Another friend started chemo last week. The evening before she began the dreaded beginning, she went for a walk by the river and a pit bull walked up to her and bit her hand. Bloody bite marks. The next day her oncologist looked at the bite and decided it was still ok for her to start chemotherapy, so she did.

QUOTES FROM AN ARTICLE I READ:
I read an article that was written in The New York Times on January 4th 2014 called: "Why Everyone Seems to Have Cancer" By GEORGE JOHNSON.
A few friends sent it to me to read. 

Here is a quote from this article in a section that talks about heart disease versus cancer, as killers:

"But there are reasons to believe that cancer will remain the most resistant. It is not so much a disease as a phenomenon, the result of a basic evolutionary compromise. As a body lives and grows, its cells are constantly dividing, copying their DNA — this vast genetic library — and bequeathing it to the daughter cells. They in turn pass it to their own progeny: copies of copies of copies. Along the way, errors inevitably occur. Some are caused by carcinogens but most are random misprints."

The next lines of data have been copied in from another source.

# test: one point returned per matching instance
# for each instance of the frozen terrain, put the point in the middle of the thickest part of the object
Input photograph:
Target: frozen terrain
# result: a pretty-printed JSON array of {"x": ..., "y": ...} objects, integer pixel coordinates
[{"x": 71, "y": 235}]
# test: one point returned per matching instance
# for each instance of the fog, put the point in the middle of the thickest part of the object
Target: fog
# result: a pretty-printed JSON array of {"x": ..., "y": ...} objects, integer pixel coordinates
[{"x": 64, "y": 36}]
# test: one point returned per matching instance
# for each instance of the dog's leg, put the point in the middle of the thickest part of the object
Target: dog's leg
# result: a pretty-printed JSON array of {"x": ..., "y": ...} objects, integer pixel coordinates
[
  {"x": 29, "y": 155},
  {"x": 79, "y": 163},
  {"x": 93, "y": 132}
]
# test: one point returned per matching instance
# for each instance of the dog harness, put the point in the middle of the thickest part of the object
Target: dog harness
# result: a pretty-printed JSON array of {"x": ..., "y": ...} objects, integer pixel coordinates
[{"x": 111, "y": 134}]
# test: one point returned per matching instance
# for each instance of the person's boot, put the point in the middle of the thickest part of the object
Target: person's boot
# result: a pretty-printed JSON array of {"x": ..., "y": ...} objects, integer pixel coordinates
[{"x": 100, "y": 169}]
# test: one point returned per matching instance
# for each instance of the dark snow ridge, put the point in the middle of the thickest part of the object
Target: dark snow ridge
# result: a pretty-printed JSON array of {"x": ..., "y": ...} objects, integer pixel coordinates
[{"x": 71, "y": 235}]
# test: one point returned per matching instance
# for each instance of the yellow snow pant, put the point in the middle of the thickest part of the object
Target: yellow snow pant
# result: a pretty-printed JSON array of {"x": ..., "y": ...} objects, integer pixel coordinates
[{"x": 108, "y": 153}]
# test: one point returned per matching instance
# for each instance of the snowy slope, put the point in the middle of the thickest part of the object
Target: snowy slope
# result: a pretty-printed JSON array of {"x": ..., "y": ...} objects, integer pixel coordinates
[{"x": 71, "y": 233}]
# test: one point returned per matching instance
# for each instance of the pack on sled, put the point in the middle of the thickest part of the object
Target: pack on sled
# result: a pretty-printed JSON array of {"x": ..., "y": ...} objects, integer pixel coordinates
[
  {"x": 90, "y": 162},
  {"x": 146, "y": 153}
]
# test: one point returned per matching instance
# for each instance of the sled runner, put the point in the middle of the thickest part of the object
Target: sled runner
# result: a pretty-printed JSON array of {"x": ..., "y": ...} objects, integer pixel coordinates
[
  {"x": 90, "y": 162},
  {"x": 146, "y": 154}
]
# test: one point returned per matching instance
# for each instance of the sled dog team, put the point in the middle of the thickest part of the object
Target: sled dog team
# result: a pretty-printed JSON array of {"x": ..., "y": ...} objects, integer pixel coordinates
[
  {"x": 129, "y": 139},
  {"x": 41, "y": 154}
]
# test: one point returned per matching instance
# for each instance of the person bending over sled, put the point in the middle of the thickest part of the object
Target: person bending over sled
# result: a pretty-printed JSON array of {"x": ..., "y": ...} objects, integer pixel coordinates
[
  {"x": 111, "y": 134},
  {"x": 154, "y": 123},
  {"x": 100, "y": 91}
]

Here is the link if you woukd like to read the entire article:
http://mobile.nytimes.com/2014/01/05/sunday-review/why-everyone-seems-to-have-cancer.html

NUMBERS:
We got an itemized bill for (only) some of the recent treatments I have received. We have insurance that helps pay a lot of it. The treatments have varying costs - here are some of them:

Doxorubicin liposoma (Adriamycin), one syringe: $11,214.00
Taxotere, 1 MG - $5,762.00
Cyclophosphamide 100MG - $1,215.00
Doxorubicin: $495
Taxotere: $4,343.00
Aloxi, 25MCG: $440.00:
Neulasta 6MG: $5,662.00
Kytril 100MCG: $300.00
These are a few from the three single spaced pages. Most of these will be six time drugs. I do not know why the same item sometimes has different costs. I do not understand this bill, any of the charges, how our insurance works, why we have insurance, why others don't, what insurance is, my cancer doctor's accounting philosophy, my doctor's philosophy, cancer drugs, dividing cells, cancer, health insurance, our culture's interpretation of ethics and health, life, or death.